ＨＩＶ感染を阻止する薬剤の同定方法であって、
（ａ）試験化合物をスクリーニングにかけることにより、表２〜４に列挙した構成員から選択されるポリヌクレオチドによりコード化されるＨＩＶ相互作用性宿主因子の生物活性または発現レベルをダウンレギュレーションする１種またはそれ以上の調節性化合物を同定し、
（ｂ）ＨＩＶ感染の阻止能力について該調節性化合物を試験する
ことを含む方法。
ＨＩＶ相互作用性宿主因子が、テトラトリコペプチド反復配列１（ＩＦＩＴ１）、ホスファチジルイノシトール転移タンパク質アルファ（ＰＩＴＰＮα）、および混合型(mixed lineage)キナーゼ３（ＭＬＫ３）から成る群から選択される、請求項１記載の方法。
ＨＩＶ相互作用性宿主因子がＭＬＫ３であり、ＭＬＫ３のキナーゼ活性またはその発現の阻止能力について試験化合物をスクリーニングする、請求項２記載の方法。
調節性化合物によるＨＩＶ感染阻止能力を、ＨＩＶ感染細胞におけるＨＩＶＬＴＲプロモーターの制御下でのリポーター遺伝子の発現を調べることにより検査する、請求項１記載の方法。
細胞がＨｅＬａ−ＣＤ４−Ｂｇａｌである、請求項４記載の方法。
リポーター遺伝子がベータ−ガラクトシダーゼ遺伝子である、請求項４記載の方法。
細胞をＨＩＶ−IIIｂにより感染させる、請求項４記載の方法。
調節性化合物と接触させた遺伝子操作によるＨＩＶ許容細胞におけるＨＩＶ複製を、調節性化合物と接触させなかった対照細胞におけるＨＩＶ複製と比較することにより、調節性化合物によるＨＩＶ−１感染阻止能力を検査する、請求項１記載の方法。
ＨＩＶ許容細胞がＨｅＬａ−Ｔ４−βＧａｌＨＩＶ細胞である、請求項８記載の方法。
ＨＩＶ複製を、ｐ２４抗原ＥＬＩＳＡ検定法または逆転写酵素活性検定法により調べる、請求項８記載の方法。
化合物によるＨＩＶ感染阻止能力を、化合物で処理した宿主細胞におけるシュードウイルス生産を、化合物で処理しなかった対照宿主細胞におけるシュードウイルス生産と比較することにより検査する、請求項１記載の方法。
宿主細胞が２９３ＴＨＥＫ細胞である、請求項１１記載の方法。
宿主細胞を、細胞においてＨＩＶシュードウイルスを生産するシュードウイルスプラスミドによりトランスフェクションする、請求項１１記載の方法。
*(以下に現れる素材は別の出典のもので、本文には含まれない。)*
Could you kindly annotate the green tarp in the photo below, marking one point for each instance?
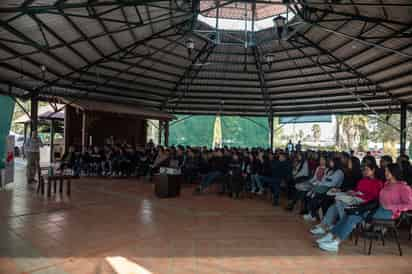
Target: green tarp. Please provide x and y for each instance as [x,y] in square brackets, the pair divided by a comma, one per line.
[6,114]
[236,131]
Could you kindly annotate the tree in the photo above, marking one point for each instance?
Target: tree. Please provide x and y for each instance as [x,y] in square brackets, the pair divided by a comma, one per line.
[353,127]
[316,133]
[385,131]
[339,119]
[301,134]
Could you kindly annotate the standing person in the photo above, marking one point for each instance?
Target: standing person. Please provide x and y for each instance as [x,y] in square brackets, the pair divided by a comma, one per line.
[289,146]
[281,171]
[300,174]
[394,198]
[33,157]
[298,146]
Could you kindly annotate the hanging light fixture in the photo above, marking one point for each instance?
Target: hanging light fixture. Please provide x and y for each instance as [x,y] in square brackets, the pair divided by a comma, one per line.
[279,25]
[190,45]
[269,58]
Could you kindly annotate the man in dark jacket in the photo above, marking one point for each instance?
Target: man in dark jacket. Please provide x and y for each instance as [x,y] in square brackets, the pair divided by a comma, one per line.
[218,167]
[281,171]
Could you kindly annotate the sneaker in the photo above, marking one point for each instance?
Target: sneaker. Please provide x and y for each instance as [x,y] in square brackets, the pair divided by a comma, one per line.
[332,246]
[325,239]
[318,230]
[309,217]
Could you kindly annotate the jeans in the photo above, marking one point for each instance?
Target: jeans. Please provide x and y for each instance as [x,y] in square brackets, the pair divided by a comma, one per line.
[256,182]
[335,211]
[208,179]
[346,225]
[274,185]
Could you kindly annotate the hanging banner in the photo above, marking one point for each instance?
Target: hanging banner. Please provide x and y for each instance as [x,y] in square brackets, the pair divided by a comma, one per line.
[305,119]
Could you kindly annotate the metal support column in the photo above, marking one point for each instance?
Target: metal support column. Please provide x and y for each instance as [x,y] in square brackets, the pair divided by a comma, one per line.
[51,141]
[166,140]
[33,112]
[271,131]
[23,153]
[159,135]
[84,131]
[403,128]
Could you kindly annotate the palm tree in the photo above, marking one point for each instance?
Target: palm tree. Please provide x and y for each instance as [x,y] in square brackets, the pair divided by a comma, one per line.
[316,132]
[339,119]
[353,126]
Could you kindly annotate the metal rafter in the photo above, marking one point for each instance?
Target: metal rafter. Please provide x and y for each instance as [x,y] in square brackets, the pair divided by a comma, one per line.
[206,48]
[261,75]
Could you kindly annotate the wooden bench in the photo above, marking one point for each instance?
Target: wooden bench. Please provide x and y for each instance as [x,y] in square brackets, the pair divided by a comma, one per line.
[55,180]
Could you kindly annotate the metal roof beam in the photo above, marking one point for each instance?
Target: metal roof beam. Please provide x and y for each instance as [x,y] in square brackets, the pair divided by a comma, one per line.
[125,49]
[261,76]
[358,17]
[206,50]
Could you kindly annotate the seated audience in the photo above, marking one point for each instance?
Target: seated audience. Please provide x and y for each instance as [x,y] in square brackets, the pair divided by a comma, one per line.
[394,198]
[367,189]
[300,174]
[303,188]
[333,179]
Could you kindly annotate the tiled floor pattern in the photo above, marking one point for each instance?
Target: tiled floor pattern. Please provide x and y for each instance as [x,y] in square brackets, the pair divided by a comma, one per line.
[118,226]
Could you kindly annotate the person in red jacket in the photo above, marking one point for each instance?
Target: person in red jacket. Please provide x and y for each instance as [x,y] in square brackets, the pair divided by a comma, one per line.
[366,190]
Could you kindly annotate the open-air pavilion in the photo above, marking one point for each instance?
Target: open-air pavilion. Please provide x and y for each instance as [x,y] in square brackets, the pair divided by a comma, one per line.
[159,58]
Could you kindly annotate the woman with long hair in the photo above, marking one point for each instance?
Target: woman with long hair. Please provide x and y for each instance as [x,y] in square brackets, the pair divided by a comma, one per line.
[367,190]
[394,198]
[333,179]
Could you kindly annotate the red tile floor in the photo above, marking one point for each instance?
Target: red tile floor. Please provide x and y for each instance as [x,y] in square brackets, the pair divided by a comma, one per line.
[119,226]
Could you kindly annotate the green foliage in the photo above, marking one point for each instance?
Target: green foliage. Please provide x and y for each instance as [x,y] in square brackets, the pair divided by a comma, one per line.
[384,128]
[194,131]
[245,131]
[236,131]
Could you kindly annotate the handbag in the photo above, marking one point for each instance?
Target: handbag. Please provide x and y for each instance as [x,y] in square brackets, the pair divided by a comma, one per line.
[321,189]
[362,208]
[348,199]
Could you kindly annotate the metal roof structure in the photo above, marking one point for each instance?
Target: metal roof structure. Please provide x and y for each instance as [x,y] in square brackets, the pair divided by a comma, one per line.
[340,56]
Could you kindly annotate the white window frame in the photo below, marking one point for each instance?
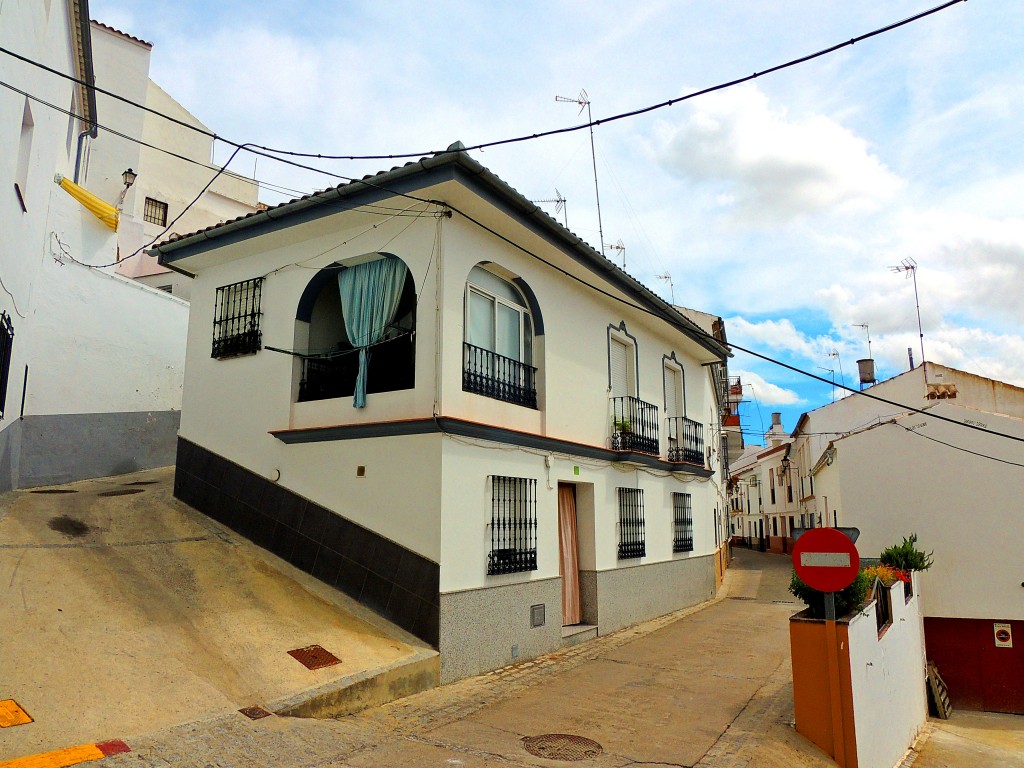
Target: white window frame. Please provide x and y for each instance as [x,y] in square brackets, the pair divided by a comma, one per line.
[522,311]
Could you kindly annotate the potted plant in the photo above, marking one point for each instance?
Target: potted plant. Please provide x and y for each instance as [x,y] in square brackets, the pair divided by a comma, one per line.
[907,558]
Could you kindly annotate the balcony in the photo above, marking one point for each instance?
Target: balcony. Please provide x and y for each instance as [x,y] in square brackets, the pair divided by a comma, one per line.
[495,376]
[685,440]
[634,426]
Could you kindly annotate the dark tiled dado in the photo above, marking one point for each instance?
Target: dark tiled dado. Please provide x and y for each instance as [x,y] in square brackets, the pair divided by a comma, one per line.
[393,581]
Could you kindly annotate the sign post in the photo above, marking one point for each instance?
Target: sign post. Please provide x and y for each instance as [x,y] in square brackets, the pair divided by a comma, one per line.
[826,559]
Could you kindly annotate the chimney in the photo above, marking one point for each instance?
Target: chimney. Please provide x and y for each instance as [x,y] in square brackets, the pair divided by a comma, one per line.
[866,370]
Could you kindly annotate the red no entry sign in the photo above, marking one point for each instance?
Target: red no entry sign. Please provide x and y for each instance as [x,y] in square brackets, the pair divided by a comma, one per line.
[825,559]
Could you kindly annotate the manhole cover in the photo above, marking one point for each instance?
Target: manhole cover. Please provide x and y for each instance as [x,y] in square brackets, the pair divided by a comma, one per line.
[314,656]
[562,747]
[69,526]
[255,713]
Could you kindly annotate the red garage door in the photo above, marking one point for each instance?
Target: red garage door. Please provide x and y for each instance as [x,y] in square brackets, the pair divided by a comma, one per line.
[980,671]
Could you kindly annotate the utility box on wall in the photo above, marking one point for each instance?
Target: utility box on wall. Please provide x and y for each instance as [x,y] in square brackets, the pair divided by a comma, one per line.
[872,711]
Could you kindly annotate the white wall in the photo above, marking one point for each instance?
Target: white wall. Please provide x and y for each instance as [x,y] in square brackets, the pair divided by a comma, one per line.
[466,511]
[44,37]
[896,482]
[230,406]
[887,675]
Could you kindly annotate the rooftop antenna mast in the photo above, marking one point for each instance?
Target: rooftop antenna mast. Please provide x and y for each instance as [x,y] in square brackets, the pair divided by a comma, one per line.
[560,206]
[584,101]
[909,267]
[621,247]
[842,376]
[833,372]
[672,289]
[866,331]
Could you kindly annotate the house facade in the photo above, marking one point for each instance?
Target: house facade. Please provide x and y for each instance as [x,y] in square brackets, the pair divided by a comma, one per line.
[173,164]
[90,364]
[425,391]
[953,475]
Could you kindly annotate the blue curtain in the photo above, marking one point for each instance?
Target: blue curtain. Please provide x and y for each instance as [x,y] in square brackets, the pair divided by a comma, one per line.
[370,295]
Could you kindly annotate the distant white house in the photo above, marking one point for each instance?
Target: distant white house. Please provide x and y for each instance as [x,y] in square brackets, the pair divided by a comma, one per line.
[890,472]
[90,363]
[406,386]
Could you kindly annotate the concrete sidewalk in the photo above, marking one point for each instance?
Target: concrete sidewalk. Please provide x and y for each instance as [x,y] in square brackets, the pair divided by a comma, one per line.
[125,611]
[709,686]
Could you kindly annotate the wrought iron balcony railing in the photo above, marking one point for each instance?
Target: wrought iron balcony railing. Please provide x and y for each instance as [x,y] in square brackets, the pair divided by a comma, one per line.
[685,440]
[634,425]
[495,376]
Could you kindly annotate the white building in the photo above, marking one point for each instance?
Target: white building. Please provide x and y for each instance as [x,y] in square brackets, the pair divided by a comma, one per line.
[890,471]
[90,363]
[173,164]
[529,466]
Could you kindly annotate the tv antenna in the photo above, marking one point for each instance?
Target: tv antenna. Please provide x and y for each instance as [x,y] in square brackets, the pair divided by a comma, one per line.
[909,267]
[621,247]
[560,206]
[672,289]
[584,102]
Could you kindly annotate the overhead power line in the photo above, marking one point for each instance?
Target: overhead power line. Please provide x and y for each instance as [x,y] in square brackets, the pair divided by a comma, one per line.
[526,137]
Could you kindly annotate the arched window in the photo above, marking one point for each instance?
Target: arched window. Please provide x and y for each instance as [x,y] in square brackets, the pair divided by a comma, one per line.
[386,342]
[498,353]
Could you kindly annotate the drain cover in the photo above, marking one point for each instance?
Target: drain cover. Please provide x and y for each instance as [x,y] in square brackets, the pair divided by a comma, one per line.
[562,747]
[314,656]
[69,526]
[255,713]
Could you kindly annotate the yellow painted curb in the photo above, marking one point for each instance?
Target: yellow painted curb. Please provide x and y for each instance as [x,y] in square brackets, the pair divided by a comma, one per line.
[70,756]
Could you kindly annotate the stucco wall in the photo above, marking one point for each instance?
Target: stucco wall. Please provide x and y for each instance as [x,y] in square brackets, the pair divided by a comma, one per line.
[466,513]
[627,596]
[888,678]
[895,482]
[480,629]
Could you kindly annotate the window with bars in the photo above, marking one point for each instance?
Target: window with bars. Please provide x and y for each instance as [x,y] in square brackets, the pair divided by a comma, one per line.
[632,541]
[6,342]
[682,523]
[513,525]
[155,212]
[236,318]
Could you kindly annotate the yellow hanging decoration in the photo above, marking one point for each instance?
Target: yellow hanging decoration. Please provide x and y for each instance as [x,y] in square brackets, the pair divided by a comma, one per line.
[100,209]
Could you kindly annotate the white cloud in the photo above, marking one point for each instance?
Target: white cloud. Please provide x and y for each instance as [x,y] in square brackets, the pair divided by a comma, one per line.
[766,393]
[775,168]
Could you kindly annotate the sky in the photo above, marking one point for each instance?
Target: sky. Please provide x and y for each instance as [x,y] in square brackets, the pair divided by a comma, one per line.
[780,204]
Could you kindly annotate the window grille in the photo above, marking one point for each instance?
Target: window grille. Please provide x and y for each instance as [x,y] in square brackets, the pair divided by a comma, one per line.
[155,212]
[236,318]
[682,523]
[631,524]
[6,342]
[513,525]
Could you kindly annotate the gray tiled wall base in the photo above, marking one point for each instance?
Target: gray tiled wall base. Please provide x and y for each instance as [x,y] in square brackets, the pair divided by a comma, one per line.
[622,597]
[479,627]
[396,583]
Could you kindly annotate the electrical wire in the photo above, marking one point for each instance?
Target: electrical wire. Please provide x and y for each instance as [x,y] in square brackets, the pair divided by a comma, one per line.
[13,301]
[955,448]
[517,139]
[688,329]
[252,147]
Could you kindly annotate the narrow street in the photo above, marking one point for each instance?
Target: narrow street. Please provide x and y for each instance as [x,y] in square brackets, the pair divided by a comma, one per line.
[709,686]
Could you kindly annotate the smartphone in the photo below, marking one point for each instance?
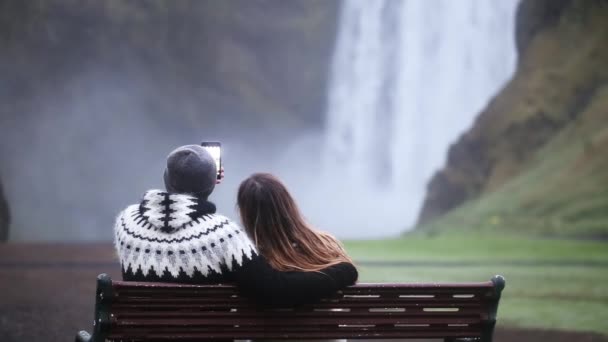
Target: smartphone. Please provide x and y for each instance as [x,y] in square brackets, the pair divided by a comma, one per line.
[215,149]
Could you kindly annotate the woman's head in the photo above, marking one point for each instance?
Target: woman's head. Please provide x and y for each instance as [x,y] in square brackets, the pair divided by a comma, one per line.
[273,220]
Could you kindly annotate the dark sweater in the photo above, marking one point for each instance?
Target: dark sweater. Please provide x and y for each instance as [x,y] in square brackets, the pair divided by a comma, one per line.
[180,238]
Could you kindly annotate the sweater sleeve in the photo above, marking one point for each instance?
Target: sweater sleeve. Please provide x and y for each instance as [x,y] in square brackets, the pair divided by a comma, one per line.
[257,279]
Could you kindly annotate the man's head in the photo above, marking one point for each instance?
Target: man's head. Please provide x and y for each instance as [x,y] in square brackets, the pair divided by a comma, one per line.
[190,169]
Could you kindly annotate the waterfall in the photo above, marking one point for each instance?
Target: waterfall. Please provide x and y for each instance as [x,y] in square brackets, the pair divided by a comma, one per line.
[408,78]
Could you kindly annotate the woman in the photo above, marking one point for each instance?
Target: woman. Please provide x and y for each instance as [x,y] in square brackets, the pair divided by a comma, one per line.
[272,220]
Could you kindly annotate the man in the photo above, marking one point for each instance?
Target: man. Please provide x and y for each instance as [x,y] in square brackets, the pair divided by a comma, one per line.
[177,236]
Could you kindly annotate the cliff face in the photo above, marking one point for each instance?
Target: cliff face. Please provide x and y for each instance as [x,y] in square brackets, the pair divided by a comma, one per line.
[553,103]
[4,217]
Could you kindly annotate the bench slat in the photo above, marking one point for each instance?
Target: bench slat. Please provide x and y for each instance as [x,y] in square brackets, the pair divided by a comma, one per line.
[161,311]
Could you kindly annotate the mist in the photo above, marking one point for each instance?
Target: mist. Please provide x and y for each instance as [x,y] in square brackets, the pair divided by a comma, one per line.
[85,135]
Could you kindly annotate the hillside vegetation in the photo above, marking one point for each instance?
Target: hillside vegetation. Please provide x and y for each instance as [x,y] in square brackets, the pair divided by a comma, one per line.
[536,159]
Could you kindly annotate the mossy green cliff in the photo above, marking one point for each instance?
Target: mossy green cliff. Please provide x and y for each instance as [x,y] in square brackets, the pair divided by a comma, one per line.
[536,158]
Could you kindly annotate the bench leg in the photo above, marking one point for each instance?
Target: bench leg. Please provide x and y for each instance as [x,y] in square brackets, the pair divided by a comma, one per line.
[83,336]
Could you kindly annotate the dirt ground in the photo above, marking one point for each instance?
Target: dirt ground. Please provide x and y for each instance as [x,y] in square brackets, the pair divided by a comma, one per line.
[46,294]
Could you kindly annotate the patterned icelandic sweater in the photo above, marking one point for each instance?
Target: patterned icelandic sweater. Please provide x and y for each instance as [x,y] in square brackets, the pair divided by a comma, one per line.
[180,238]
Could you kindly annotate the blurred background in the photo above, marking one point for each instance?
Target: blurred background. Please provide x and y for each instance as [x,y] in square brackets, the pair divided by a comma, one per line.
[441,140]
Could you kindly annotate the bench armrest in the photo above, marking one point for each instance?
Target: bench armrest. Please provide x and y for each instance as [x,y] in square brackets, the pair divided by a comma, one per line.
[83,336]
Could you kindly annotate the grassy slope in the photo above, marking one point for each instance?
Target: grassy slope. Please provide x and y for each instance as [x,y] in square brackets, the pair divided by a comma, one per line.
[563,191]
[562,188]
[568,297]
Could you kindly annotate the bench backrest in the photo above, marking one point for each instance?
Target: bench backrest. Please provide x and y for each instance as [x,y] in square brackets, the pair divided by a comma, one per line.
[160,311]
ＨＩＶ相互作用性宿主因子が酵素であり、検定される生物活性がその酵素活性である、請求項１記載の方法。
酵素がキナーゼである、請求項１３記載の方法。
キナーゼがＭＬＫ３である、請求項１５記載の方法。
対象におけるＨＩＶ感染の阻止方法であって、表２〜４に列挙した構成員から選択されるポリヌクレオチドによりコード化されるＨＩＶ相互作用性宿主因子の生物活性または発現を阻害する化合物の有効量を含む医薬組成物を対象に投与することを含む方法。
ＨＩＶ相互作用性宿主因子が、テトラトリコペプチド反復配列１（ＩＦＩＴ１）、ホスファチジルイノシトール転移タンパク質アルファ（ＰＩＴＰＮα）、および混合型キナーゼ３（ＭＬＫ３）から成る群から選択される、請求項１７記載の方法。
ＨＩＶ相互作用性宿主因子がＭＬＫ３であり、化合物がＭＬＫ３のキナーゼ活性を阻害する、請求項１７記載の方法。
化合物がＫ２５２ａまたはＣＥＰ１３４７である、請求項１９記載の方法。